Weniger als ein Hektar Sommergerste haben einem Landwirt aus Maßbach eine Rückforderung von Subventionen in Höhe von mehr als 9.500 Euro eingebracht. Gegen den Rückforderungsbescheid zog der Landwirt vor das Würzburger Verwaltungsgericht, nahm nach kurzer Verhandlung am Mittwoch seine Klage aber wieder zurück.

„Wer zahlt, schafft an.“ Auf diesen kurzen Nenner brachte der Vorsitzende der 6. Kammer des Verwaltungsgerichts, Dr. Erwin Dümig, den aus rechtlichen Gründen aussichtslosen Versuch des Klägers, seine Subventionen aus dem Bayerischen Kulturlandschaftsprogramm behalten zu dürfen.
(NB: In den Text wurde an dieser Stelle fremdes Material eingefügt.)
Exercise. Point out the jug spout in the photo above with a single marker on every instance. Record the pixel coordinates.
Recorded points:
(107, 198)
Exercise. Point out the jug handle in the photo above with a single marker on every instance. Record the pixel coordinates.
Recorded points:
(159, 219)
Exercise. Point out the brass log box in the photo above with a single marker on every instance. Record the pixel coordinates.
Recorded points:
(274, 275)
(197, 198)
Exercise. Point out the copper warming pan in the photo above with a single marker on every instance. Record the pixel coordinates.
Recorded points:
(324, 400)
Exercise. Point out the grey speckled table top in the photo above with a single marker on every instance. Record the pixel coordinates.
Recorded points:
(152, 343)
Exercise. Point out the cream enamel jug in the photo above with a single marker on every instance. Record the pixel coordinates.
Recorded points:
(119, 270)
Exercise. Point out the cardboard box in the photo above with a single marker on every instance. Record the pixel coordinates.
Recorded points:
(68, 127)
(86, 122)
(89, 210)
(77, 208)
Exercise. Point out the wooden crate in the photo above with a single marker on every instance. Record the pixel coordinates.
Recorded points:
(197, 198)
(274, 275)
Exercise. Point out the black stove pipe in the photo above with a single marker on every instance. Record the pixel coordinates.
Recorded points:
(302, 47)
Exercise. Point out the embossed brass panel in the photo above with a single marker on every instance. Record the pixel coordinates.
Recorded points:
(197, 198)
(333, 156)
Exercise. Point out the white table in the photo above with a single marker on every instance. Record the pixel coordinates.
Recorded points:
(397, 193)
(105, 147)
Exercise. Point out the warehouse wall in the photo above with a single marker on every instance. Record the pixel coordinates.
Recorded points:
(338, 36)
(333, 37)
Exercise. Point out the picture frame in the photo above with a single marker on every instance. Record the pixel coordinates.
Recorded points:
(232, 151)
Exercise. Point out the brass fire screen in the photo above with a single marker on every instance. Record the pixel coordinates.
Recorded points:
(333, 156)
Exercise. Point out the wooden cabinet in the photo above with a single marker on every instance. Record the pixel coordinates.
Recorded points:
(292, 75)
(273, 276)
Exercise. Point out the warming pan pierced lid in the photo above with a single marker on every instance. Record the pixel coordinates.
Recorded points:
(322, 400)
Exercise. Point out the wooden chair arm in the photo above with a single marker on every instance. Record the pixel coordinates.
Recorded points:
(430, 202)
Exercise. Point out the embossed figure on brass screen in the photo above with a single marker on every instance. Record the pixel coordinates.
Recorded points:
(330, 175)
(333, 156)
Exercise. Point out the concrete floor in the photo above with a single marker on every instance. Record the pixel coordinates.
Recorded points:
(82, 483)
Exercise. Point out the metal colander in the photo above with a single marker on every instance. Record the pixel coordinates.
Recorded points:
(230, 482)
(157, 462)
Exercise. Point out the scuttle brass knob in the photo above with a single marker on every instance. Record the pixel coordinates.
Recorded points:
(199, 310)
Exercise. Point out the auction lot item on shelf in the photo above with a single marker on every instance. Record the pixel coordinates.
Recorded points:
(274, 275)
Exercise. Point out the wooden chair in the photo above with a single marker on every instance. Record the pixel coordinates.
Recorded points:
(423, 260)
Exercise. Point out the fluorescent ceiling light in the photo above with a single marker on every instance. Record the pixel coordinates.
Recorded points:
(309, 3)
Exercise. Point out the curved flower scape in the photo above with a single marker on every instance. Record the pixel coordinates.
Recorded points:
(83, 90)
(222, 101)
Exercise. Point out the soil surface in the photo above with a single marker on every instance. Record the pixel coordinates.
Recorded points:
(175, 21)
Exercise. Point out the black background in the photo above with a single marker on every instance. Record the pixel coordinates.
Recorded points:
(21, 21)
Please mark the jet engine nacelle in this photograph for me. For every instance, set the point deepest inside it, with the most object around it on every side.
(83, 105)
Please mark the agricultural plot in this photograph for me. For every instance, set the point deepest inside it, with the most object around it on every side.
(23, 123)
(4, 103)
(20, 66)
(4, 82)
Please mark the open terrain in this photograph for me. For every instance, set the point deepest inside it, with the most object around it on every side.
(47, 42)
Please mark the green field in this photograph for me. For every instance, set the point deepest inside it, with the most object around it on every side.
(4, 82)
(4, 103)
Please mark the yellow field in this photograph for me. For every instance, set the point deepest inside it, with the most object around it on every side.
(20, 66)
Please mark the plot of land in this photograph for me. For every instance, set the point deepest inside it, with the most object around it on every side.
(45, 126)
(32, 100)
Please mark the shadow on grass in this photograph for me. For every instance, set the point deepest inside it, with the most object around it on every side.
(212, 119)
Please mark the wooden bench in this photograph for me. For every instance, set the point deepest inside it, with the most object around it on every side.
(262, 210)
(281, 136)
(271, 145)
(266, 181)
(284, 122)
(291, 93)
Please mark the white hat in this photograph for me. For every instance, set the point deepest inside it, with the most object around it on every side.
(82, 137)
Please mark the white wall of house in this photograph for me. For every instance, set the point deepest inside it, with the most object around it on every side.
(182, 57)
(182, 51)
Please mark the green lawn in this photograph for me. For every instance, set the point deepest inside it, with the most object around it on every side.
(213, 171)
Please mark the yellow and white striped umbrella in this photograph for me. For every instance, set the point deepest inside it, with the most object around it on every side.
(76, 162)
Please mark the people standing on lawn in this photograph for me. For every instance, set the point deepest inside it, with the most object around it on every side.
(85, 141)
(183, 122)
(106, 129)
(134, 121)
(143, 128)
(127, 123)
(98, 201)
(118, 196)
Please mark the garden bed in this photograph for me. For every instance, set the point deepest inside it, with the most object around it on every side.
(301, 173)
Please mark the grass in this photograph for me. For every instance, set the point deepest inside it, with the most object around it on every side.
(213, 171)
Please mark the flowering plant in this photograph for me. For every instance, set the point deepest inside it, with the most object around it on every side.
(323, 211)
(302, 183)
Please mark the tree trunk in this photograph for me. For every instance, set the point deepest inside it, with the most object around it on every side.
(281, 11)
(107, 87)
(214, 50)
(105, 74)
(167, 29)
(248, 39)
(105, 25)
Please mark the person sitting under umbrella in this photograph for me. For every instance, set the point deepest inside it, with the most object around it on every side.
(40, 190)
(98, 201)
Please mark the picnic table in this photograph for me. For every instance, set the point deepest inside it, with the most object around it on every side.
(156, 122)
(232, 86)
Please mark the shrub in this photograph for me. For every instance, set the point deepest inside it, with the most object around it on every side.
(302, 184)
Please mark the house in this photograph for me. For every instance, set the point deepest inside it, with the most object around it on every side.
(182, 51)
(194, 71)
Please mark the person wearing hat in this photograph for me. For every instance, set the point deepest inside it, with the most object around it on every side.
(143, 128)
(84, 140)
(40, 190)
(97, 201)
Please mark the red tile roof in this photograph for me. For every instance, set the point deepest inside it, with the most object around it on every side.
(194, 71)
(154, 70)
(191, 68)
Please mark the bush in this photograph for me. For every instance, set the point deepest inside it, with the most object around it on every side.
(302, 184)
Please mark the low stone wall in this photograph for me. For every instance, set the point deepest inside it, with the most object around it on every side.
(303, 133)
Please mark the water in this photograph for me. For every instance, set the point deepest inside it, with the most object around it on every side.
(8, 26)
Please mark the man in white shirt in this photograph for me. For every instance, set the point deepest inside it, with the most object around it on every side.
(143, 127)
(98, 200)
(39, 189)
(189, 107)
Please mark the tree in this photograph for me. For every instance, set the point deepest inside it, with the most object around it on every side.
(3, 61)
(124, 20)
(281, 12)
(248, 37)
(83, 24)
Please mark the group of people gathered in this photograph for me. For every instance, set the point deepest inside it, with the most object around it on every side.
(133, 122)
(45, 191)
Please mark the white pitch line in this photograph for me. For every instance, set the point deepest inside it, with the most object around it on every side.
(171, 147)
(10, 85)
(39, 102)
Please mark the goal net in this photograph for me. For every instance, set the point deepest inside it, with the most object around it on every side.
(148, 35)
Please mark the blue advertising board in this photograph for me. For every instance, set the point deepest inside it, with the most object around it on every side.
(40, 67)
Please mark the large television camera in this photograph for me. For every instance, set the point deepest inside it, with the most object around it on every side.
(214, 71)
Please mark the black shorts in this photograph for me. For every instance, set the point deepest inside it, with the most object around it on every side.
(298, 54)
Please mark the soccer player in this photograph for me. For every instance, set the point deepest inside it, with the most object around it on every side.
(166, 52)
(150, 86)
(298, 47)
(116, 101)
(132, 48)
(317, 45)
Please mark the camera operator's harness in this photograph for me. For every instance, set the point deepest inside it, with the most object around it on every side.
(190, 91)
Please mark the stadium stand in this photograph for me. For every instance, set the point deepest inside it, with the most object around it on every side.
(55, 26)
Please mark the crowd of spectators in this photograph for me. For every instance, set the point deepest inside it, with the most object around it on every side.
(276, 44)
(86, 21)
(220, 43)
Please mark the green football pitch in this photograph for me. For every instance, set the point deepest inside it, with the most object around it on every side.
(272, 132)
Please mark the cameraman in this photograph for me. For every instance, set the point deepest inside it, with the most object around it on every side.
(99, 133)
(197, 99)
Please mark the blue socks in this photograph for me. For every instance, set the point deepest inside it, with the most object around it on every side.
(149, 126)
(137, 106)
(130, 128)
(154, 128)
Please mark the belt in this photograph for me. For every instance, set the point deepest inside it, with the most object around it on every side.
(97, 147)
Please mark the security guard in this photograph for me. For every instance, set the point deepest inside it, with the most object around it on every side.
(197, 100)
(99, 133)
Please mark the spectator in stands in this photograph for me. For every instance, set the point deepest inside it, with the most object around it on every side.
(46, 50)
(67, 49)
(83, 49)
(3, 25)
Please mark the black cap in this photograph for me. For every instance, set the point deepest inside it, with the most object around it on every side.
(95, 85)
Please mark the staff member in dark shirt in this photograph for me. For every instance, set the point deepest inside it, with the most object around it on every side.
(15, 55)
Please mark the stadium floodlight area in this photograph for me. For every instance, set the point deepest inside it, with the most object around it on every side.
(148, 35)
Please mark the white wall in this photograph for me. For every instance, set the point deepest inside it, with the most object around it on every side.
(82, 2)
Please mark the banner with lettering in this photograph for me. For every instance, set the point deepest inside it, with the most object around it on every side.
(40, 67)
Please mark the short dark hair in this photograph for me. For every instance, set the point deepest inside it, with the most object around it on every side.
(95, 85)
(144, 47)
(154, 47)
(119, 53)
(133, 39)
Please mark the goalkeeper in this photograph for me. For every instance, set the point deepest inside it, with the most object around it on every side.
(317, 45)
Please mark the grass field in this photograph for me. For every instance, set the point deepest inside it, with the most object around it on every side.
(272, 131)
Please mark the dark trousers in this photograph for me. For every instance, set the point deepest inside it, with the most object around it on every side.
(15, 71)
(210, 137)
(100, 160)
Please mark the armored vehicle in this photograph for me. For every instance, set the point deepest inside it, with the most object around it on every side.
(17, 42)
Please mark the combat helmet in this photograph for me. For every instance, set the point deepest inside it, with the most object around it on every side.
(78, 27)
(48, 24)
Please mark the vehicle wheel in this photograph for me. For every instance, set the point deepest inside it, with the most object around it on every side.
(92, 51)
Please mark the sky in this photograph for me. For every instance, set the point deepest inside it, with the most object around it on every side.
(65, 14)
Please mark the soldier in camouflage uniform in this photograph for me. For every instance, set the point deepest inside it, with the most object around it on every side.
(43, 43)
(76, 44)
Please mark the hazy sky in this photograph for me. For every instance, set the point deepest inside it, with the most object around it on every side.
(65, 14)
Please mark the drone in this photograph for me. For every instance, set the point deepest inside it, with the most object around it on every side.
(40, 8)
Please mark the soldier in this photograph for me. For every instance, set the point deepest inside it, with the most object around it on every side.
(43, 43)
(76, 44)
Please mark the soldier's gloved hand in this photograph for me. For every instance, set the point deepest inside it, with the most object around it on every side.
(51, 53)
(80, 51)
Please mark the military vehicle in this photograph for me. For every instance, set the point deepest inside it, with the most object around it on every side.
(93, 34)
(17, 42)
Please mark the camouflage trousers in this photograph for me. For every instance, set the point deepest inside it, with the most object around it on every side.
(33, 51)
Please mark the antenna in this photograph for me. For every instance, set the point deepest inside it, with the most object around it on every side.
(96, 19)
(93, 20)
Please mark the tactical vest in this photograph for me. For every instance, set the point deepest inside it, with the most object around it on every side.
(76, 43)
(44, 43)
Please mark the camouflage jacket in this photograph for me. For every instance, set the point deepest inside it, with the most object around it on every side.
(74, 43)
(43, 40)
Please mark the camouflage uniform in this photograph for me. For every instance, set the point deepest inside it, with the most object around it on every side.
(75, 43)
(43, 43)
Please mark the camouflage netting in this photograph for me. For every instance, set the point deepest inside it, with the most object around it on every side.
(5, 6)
Gut 8.400 Euro erhielt er für fünf Jahre bis Ende 2008 unter der Bedingung, in diesem Zeitraum kein Grünland in Ackerland umzuwandeln. Seinen Antrag gestellt hat der Landwirt Mitte Dezember 2003, im März 2004 wurde ihm ausdrücklich mitgeteilt, dass der so genannte „Verpflichtungszeitraum“ bis zum 31. Dezember 2008 läuft.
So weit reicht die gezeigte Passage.